Purpose: Knowing when patients are too ill to benefit from intensive care is essential for clinicians to recommend aggressive or palliative care as appropriate. To explore prognostic ability among critical care fellows, the authors compared fellows' and attendings' assessments of futile critical care and evaluated factors associated with assessments.
Method: Thirty-six attendings and 14 fellows in intensive care units at the University of California, Los Angeles, were surveyed daily for three months (December 2011-March 2012) to identify patients perceived as receiving futile treatment. Frequency of futile treatment assessments and reasons listed by attendings versus fellows were compared. Predictors of futile treatment assessments by provider type were assessed using multivariate probit models.

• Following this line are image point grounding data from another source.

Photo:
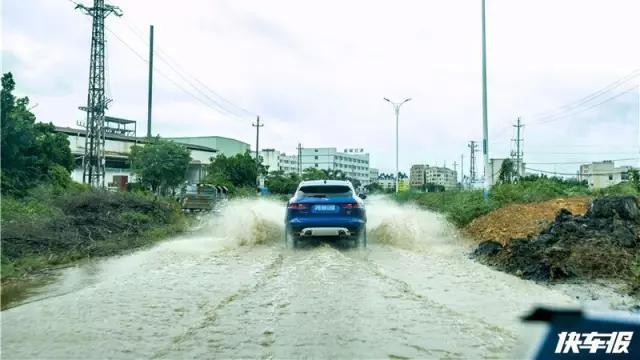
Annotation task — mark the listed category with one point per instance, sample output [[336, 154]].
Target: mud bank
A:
[[601, 244]]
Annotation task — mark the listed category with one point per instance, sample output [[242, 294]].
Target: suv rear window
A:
[[325, 190]]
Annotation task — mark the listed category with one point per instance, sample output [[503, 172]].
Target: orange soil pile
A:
[[522, 220]]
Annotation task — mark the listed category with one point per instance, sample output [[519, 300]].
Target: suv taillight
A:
[[297, 206]]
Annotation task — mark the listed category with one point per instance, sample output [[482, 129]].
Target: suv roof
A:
[[325, 182]]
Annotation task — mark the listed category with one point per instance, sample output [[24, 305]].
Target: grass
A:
[[49, 228]]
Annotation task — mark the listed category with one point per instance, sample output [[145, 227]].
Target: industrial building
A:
[[603, 173], [416, 176], [373, 175], [354, 163], [117, 149], [493, 169], [421, 175]]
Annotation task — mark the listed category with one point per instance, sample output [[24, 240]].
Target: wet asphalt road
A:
[[230, 289]]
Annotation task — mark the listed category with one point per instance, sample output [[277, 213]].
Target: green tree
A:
[[314, 174], [160, 164], [280, 183], [507, 172], [30, 150], [239, 170], [374, 187], [634, 178]]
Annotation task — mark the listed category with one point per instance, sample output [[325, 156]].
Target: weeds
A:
[[46, 228]]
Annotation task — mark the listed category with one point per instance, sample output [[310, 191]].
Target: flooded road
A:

Results: Attendings made 6,897 assessments on 1,125 patients; fellows made 4,407 assessments on 773 patients. Fellows assessed 161 (20.8%) patients as receiving futile treatment, compared with attendings (123 [10.9%] patients, P<.001), and listed fewer reasons that treatment was futile (P<.001). Fellows were more likely to assess a patient as receiving futile treatment by the second day, whereas attendings took four days. Patients assessed as receiving futile treatment by fellows were less likely than patients so assessed by attendings to die in the hospital (51% versus 68%, P=.003) and within six months (62% versus 85%, P<.001).
Conclusions: Fellows made earlier assessments and judged more patients to be receiving futile treatment than attendings, and their assessments were less predictive of mortality, suggesting that assessment of treatment appropriateness develops with experience.